Mouvement "appel pour une insurrection des consciences"

La tyrannie de l’absence de structure

Dans les années 1970, une mise en garde vis à vis du pouvoir informel

mardi 21 octobre 2008 par APIC Dijonnais

Le souci de la liberté individuelle et la méfiance à l’égard du pouvoir hiérarchique conduit de nombreux citoyens à préférer des formes d’organisation peu définies, comme des réseaux par affinité, des collectifs temporaires. Mais est-ce vraiment une solution pour résoudre la question du pouvoir ? Quels sont les effets de ces modes de fonctionnement ?

Nous vous proposons ce résumé d’un texte sous forme d’une brochure de Jo Freeman que l’on peut télécharger à cette adresse

Contexte : 1970, Mouvement de Libération des Femmes aux USA

Les « groupes sans leadership ni structure » se sont formés au sein de ce mouvement en réaction à une société excessivement hiérarchisée et organisée de façon rigide. Mais c’est devenu avec le temps une référence idéologique et l’auteur veut la remettre en question. En effet, l’expérience a montré que cette forme d’organisation est adaptée pour des petits groupes de conscientisation, mais quand on passe à de l’action concrète, il y a enlisement. Et les problèmes d’abus de pouvoir ne sont pas réglés pour autant. Qu’est-ce qui ne va pas ?

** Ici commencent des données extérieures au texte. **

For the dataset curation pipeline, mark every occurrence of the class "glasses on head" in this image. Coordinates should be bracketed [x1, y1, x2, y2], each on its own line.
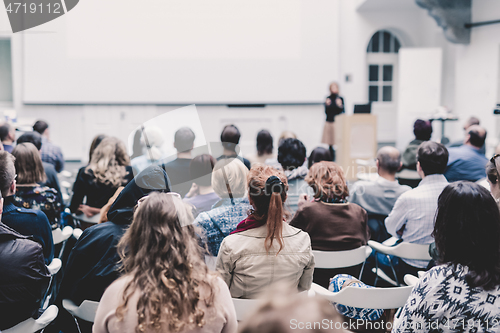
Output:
[137, 192, 182, 207]
[490, 154, 500, 168]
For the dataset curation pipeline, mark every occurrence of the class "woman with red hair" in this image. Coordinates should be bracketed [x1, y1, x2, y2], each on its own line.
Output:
[290, 161, 370, 288]
[217, 164, 314, 298]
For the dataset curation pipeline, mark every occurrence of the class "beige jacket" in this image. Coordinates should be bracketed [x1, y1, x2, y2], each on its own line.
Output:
[217, 223, 314, 298]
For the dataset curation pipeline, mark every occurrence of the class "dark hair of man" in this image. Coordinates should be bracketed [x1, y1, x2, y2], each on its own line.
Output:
[220, 124, 241, 151]
[33, 120, 49, 134]
[174, 127, 195, 152]
[0, 150, 16, 198]
[417, 141, 449, 176]
[413, 119, 432, 141]
[0, 123, 12, 141]
[278, 139, 306, 170]
[307, 147, 332, 169]
[258, 130, 273, 156]
[433, 181, 500, 290]
[467, 129, 486, 148]
[17, 132, 42, 150]
[377, 150, 401, 174]
[189, 154, 217, 186]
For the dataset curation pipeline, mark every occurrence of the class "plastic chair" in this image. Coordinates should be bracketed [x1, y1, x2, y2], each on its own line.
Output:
[368, 240, 432, 286]
[312, 246, 372, 278]
[405, 272, 420, 286]
[233, 298, 263, 321]
[52, 225, 73, 258]
[42, 258, 62, 309]
[309, 283, 413, 309]
[62, 299, 99, 333]
[3, 305, 59, 333]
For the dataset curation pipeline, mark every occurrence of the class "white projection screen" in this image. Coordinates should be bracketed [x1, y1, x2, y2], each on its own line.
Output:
[23, 0, 339, 104]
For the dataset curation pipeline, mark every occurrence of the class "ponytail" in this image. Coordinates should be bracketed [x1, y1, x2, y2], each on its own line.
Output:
[264, 192, 284, 253]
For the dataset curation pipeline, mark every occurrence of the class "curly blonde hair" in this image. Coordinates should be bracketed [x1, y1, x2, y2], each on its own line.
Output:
[116, 192, 218, 333]
[85, 137, 130, 188]
[305, 161, 349, 201]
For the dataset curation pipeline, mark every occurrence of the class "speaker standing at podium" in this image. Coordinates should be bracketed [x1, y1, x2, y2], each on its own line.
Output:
[321, 82, 344, 161]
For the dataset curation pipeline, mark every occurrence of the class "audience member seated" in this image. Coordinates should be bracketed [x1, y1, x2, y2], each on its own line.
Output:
[0, 188, 50, 330]
[307, 147, 332, 169]
[194, 158, 252, 256]
[163, 127, 195, 197]
[379, 141, 448, 281]
[217, 125, 250, 170]
[401, 119, 432, 170]
[444, 125, 488, 182]
[93, 193, 238, 333]
[239, 290, 348, 333]
[349, 146, 411, 242]
[290, 161, 370, 288]
[448, 116, 486, 155]
[70, 137, 134, 217]
[184, 154, 220, 217]
[52, 166, 170, 333]
[33, 120, 64, 172]
[217, 164, 314, 298]
[393, 181, 500, 332]
[131, 126, 164, 174]
[0, 150, 54, 265]
[248, 130, 276, 166]
[17, 132, 63, 204]
[278, 139, 308, 213]
[486, 154, 500, 206]
[12, 142, 62, 226]
[0, 123, 16, 153]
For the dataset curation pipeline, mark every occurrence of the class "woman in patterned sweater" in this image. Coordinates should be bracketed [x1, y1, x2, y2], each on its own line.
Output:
[393, 181, 500, 332]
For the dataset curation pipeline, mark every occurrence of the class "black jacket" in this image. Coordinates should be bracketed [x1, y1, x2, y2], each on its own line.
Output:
[0, 222, 50, 330]
[325, 94, 345, 122]
[0, 196, 54, 264]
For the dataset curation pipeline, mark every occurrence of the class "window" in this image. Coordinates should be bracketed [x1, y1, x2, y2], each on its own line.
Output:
[0, 39, 12, 103]
[367, 30, 401, 102]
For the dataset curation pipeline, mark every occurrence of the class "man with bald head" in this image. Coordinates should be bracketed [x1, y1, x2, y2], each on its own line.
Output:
[349, 146, 411, 241]
[444, 125, 488, 182]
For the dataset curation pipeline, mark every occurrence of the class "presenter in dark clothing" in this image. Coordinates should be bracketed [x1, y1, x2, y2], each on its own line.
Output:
[321, 82, 344, 160]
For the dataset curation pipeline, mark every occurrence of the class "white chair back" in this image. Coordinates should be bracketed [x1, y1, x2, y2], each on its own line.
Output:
[52, 225, 73, 245]
[3, 305, 59, 333]
[233, 298, 263, 321]
[312, 246, 371, 269]
[62, 299, 99, 323]
[368, 240, 432, 261]
[311, 283, 413, 309]
[405, 274, 420, 286]
[205, 256, 217, 271]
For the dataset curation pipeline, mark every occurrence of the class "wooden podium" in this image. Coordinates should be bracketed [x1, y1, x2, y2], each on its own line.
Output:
[335, 114, 377, 180]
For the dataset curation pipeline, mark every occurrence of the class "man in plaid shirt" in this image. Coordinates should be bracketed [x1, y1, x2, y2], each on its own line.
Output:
[33, 120, 64, 172]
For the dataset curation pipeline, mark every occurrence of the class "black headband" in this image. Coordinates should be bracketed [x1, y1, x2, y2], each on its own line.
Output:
[264, 176, 285, 196]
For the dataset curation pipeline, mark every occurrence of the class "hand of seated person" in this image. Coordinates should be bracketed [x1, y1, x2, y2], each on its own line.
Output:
[78, 205, 101, 217]
[186, 183, 200, 198]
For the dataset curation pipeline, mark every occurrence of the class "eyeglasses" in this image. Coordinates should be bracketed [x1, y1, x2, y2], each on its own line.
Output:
[137, 192, 182, 207]
[490, 154, 500, 168]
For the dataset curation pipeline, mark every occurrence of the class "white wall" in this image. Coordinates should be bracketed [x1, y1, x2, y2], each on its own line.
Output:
[449, 0, 500, 151]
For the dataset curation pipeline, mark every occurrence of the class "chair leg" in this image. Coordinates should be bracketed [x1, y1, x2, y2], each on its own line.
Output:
[71, 315, 82, 333]
[387, 255, 401, 287]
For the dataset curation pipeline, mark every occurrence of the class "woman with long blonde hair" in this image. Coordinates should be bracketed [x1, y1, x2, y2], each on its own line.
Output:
[70, 137, 134, 217]
[217, 164, 314, 298]
[93, 193, 237, 333]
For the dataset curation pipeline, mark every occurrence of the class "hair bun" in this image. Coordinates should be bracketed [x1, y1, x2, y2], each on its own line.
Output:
[264, 176, 284, 196]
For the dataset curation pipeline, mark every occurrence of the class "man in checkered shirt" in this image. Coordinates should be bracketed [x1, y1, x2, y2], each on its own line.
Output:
[385, 141, 448, 277]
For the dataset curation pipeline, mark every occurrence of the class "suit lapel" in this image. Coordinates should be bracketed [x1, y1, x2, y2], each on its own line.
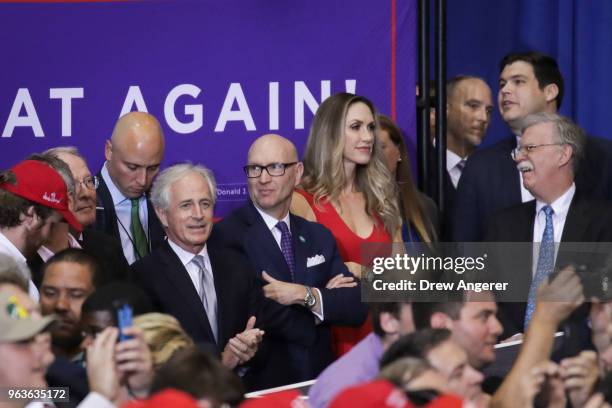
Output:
[160, 242, 219, 340]
[502, 137, 522, 208]
[290, 215, 308, 283]
[96, 173, 119, 239]
[245, 203, 298, 282]
[561, 192, 589, 242]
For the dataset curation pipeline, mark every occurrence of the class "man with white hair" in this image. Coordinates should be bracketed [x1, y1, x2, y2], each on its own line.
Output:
[132, 163, 314, 388]
[486, 113, 612, 338]
[0, 160, 82, 300]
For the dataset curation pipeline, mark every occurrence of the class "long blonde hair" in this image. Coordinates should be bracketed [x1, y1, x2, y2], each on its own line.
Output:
[134, 313, 193, 369]
[378, 115, 437, 242]
[302, 93, 400, 236]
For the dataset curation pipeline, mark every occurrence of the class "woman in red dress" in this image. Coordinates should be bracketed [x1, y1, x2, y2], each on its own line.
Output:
[291, 93, 401, 356]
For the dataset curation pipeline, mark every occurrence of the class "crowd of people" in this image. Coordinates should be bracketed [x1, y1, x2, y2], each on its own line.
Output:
[0, 52, 612, 408]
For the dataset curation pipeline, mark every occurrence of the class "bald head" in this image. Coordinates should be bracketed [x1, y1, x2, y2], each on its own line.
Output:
[105, 112, 164, 198]
[248, 134, 304, 220]
[248, 134, 297, 163]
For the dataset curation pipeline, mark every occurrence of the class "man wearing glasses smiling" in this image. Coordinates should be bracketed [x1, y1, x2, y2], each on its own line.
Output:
[214, 134, 366, 388]
[28, 147, 128, 285]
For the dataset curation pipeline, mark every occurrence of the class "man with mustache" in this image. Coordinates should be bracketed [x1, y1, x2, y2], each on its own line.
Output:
[451, 51, 612, 242]
[486, 113, 612, 340]
[40, 248, 100, 360]
[412, 291, 502, 371]
[431, 75, 493, 234]
[95, 112, 165, 264]
[28, 146, 128, 286]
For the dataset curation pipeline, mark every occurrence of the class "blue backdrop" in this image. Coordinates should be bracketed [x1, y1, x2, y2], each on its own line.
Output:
[447, 0, 612, 145]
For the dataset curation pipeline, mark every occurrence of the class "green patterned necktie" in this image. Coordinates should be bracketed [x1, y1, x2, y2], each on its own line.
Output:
[130, 198, 149, 260]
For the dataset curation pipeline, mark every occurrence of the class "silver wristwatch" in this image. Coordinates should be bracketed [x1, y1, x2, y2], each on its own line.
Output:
[304, 286, 317, 309]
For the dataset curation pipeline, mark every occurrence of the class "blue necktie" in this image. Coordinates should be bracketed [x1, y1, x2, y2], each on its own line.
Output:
[276, 221, 295, 282]
[525, 205, 555, 330]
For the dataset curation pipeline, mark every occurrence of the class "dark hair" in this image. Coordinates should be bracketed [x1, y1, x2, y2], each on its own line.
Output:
[412, 301, 464, 330]
[446, 75, 486, 100]
[499, 51, 564, 109]
[81, 282, 154, 316]
[40, 248, 102, 288]
[369, 302, 410, 337]
[0, 170, 53, 228]
[380, 329, 451, 369]
[378, 115, 437, 242]
[150, 346, 244, 406]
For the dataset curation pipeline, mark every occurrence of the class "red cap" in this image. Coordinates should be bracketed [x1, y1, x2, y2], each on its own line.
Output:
[425, 394, 463, 408]
[329, 380, 413, 408]
[122, 389, 198, 408]
[240, 390, 308, 408]
[0, 160, 83, 232]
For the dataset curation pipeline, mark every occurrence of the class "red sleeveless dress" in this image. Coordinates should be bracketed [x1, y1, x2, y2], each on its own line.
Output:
[295, 189, 392, 357]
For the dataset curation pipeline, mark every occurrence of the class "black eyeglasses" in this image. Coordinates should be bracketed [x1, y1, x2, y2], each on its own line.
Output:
[510, 143, 565, 160]
[74, 176, 100, 190]
[243, 162, 298, 178]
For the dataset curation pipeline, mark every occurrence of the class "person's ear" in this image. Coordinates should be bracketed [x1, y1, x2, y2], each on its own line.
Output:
[380, 312, 399, 335]
[155, 207, 168, 229]
[429, 312, 453, 330]
[559, 144, 574, 167]
[293, 162, 304, 187]
[544, 84, 559, 102]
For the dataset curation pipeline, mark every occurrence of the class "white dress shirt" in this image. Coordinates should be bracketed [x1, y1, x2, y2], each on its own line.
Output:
[100, 162, 151, 265]
[446, 149, 463, 188]
[0, 232, 40, 303]
[253, 204, 324, 321]
[168, 238, 215, 298]
[532, 183, 576, 276]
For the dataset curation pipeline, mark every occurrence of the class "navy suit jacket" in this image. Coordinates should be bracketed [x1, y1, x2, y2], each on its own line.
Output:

1. Il n’existe pas de groupes sans structures.
Dès que des individus se rassemblent, leurs différences de personnalité, de compétences, conduisent à la mise en place spontanée de structures informelles (certains vont prendre un certain rôle dans le groupe, l’influence de chacun va être inégalement répartie). Cela se fait à l’avantage de ceux qui acquièrent une position dominante. Les normes régissant les prises de décision sont connues de peu de personnes, ce qui limite les possibilités de participer aux activités du groupe.

2. L’élitisme
Quand au sein d’un grand groupe, un petit groupe de gens exerce une domination sur l’ensemble, souvent sans qu’on le sache, et en tout cas sans consentement.
Ce phénomène émerge à partir du réseau informel de communication entre amis dans le groupe, en marge des canaux « officiels » du groupe, réseau qui exerce une grande influence quand il n’y a pas de structure explicite. Les normes de ces liens amicaux définissent le profil de l’élite et en miroir ceux qui subissent une discrimination, par exemple la classe sociale, le sexe, la maîtrise de la parole… Les normes permettant un bon fonctionnement du mouvement peuvent être différentes (dévouement, compétence…) ‹‹ Tous les groupes créent des structures informelles, (…) elles peuvent être très utiles. Mais seuls les groupes ‘sans structures’ sont totalement régis par elles. ››
Les structures informelles n’obligent pas à rendre des comptes face au groupe. Leur pouvoir ne leur a pas été confié, on ne peut donc pas leur reprendre.

3. Le système des stars
En l’absence de porte parole désigné par le groupe, certaines personnes se retrouvent à jouer ce rôle par défaut, face à la presse ou au public qui cherche à connaître les opinions du groupe. Ce sont les ‘stars’, choisies par les médias et non par le groupe lui-même.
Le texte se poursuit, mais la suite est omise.